Before the proposed rule was issued, the industry’s trade association argued that passengers who buy nonrefundable tickets should bear all the risks of cancellation. If passengers want to be entitled to refunds, the airlines said, they should buy higher-priced, fully refundable tickets. The Transportation Department commendably declined to accept that logic, saying: “A reasonable consumer would not expect that he or she must pay more to purchase a refundable ticket in order to be able to recoup the ticket price when the airline fails to provide the service paid for through no action or fault of the consumer.”
Another useful change came just ahead of Labor Day weekend, when the Transportation Department introduced what it calls the Airline Customer Service Dashboard, which allows passengers to see what the carriers are committed to doing for them in cases of “controllable” (meaning, their fault) cancellations or significant delays. This is known as “reaccom” in the trade — reaccommodation — and could take the form of rebooking you on the same airline for no added cost, or even on a competitor’s. Just like the days of Rule 240.
As the dashboard shows, though, some carriers aren’t going to be all that reaccommodating.

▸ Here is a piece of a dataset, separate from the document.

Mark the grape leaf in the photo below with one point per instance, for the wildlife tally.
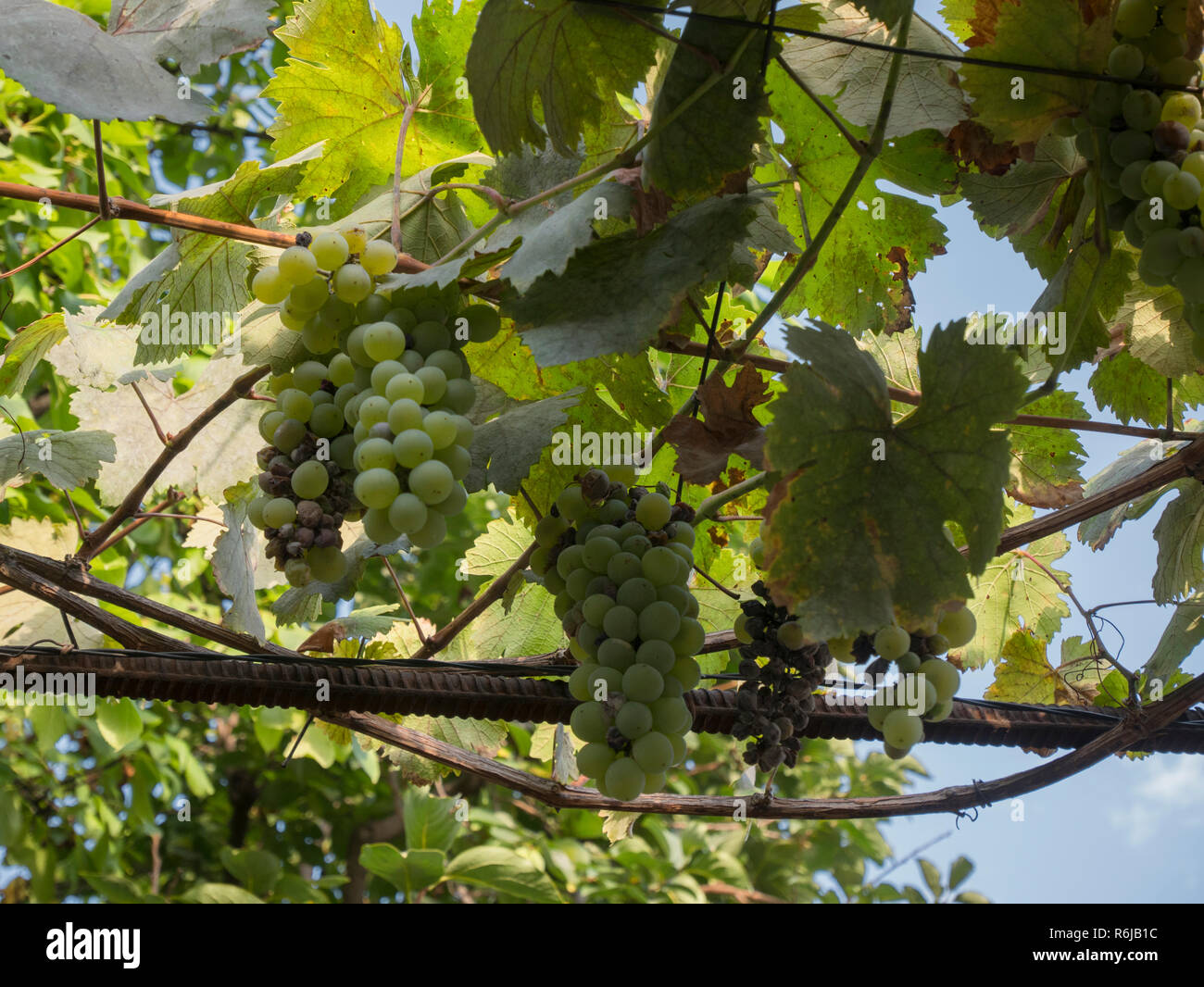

Ultralow cost carriers such as Allegiant and Frontier, for instance, will rebook you on their own flights but not another carrier’s. Nor is Frontier going to provide a hotel in the case of an overnight cancellation or delay. The majors, having been tipped off by the Transportation Department about the dashboard some weeks ago, now seem more amenable to things such as handing out food vouchers in case of long delays or providing hotel rooms when they scratch evening flights. Although the carriers already do some of this, now passengers can use a simple dashboard rather than trying to read through the contract of carriage on a carrier’s website to know what they’re entitled to — or not.
That could help airline employees who now have to face confused, angry passengers, too.
When the travel network seizes up, as it often did this summer, the airlines employ software, along with some experienced humans, to decide which flights to cancel. The idea is to minimize both economic and passenger dislocation. For instance, flights with a lot of “terminators”— that is, passengers who are ending their journeys where the plane lands — are more prone to get the ax than those loaded with passengers connecting to another flight, especially an international one.
The airlines have got the cancellations down to a science. What the Transportation Department is saying now is that more rigor in dealing with the consequences of delays and cancellations is as overdue as some of the flights.